In their due relation to each other, and in the rightful discharge of their respective functions, I do not know whether the pure ethereal essence itself, (at least as far as we can comprehend it, which is but faintly, ought more to excite our admiration than this most wondrous compound of spirit and matter.
I do not know that it is extravagant to say, that there is as unique a display of the divine skill in linking those intellectual powers, which are the best image of the Divinity, with the forms and properties of matter, as in the creation of orders of beings purely disembodied and spiritual.
When I contrast the dull and senseless clod of the valley , in its unanimated state, with the curious hand, the glowing cheek, the beaming eye, the discriminating sense which dwells in a thousand nerves, I feel the force of that inspired exclamation, "I am fearfully and wonderfully made!"

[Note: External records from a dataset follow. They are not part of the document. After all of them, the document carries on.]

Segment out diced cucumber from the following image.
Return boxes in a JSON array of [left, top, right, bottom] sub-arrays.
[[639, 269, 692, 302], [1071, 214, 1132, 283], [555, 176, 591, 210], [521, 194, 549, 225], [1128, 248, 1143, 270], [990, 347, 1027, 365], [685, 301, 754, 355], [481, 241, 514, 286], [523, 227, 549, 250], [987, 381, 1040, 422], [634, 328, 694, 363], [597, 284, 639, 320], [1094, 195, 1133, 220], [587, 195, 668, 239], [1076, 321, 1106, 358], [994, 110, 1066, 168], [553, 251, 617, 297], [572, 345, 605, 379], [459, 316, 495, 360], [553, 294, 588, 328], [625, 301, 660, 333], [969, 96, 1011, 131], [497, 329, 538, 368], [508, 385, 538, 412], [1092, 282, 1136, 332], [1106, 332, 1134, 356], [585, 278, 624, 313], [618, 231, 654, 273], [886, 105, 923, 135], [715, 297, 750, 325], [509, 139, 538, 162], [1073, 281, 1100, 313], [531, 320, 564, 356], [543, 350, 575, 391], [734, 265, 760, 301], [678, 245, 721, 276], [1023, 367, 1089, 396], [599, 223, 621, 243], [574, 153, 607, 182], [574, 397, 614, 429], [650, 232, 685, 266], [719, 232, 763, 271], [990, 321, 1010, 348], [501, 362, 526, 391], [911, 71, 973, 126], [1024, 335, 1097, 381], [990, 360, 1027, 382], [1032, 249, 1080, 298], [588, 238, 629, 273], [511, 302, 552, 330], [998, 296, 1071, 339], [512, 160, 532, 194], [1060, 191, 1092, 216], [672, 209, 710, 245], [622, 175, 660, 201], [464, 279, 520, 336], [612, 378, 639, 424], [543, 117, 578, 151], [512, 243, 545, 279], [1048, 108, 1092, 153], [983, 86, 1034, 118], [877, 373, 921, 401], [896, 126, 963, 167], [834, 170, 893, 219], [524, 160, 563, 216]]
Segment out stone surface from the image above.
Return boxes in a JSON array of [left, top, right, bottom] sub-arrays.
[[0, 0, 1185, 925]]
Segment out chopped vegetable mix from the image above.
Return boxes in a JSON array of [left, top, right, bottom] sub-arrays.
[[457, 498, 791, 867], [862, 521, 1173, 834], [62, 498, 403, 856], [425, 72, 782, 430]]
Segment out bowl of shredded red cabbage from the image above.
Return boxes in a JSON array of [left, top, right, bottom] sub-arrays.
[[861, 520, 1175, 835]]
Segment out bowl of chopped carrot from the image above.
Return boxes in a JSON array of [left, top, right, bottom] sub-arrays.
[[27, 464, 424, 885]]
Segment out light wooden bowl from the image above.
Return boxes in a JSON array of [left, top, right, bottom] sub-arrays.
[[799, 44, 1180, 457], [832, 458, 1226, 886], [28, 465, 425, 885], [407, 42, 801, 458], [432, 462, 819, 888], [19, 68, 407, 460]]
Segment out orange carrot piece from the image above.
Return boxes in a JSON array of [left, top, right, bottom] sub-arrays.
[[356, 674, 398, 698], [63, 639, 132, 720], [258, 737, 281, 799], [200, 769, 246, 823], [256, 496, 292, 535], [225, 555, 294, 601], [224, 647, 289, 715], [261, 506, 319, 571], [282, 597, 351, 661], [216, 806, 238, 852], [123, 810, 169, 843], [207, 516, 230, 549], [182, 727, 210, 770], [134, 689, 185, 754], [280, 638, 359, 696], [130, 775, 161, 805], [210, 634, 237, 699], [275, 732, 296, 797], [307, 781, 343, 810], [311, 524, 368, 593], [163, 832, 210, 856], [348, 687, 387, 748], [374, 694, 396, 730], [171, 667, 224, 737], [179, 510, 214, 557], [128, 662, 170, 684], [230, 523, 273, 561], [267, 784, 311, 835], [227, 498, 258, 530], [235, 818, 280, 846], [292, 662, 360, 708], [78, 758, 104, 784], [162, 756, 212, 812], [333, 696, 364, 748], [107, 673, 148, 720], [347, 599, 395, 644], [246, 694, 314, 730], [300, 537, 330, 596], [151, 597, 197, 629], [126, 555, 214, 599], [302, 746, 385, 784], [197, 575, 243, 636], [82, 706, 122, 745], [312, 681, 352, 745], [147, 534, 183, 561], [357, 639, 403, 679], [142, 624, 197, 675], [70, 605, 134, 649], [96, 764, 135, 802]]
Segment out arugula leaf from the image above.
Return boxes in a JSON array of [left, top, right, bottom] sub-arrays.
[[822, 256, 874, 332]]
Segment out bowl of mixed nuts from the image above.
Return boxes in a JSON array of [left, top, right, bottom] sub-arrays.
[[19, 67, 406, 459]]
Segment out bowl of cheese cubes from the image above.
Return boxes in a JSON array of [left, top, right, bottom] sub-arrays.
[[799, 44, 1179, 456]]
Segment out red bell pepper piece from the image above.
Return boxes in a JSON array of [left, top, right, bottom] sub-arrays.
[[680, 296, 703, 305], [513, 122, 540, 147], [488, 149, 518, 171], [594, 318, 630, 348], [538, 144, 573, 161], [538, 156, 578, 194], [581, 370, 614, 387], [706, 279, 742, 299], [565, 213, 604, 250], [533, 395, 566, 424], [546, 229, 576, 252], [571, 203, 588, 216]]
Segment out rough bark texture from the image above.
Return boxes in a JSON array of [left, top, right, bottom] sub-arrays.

And when I consider the action and reaction of soul and body on each other, the impulse given to volition from the senses; and again to the organs by the will when I think how thoughts, - so exalted, that, though they comprehend all else, they cannot comprehend the laws of their own existence - are yet able to take a shape in the material airs issue and travel from one sense in one man to another sense in another man; so that, as the words drop from my lips, the secret chambers of the soul are thrown open , and its invisible ideas made known - I am lost in wonder.
If to this I add the reflection, how the world and its affairs are governed, the face of nature changed, oceans crossed, continents settled, as families of men gathered and kept together for generations, and monuments of power, wisdom, and taste erected, which last for ages after the hands that reared them have turned to dust, and all this by the regency of that fine intellectual principle, which sits modestly concealed behind its veil of clay, and moves its subject organs, I find no words to express my admiration of that union of mind and matter, by which these miracles are wrought by God Almighty.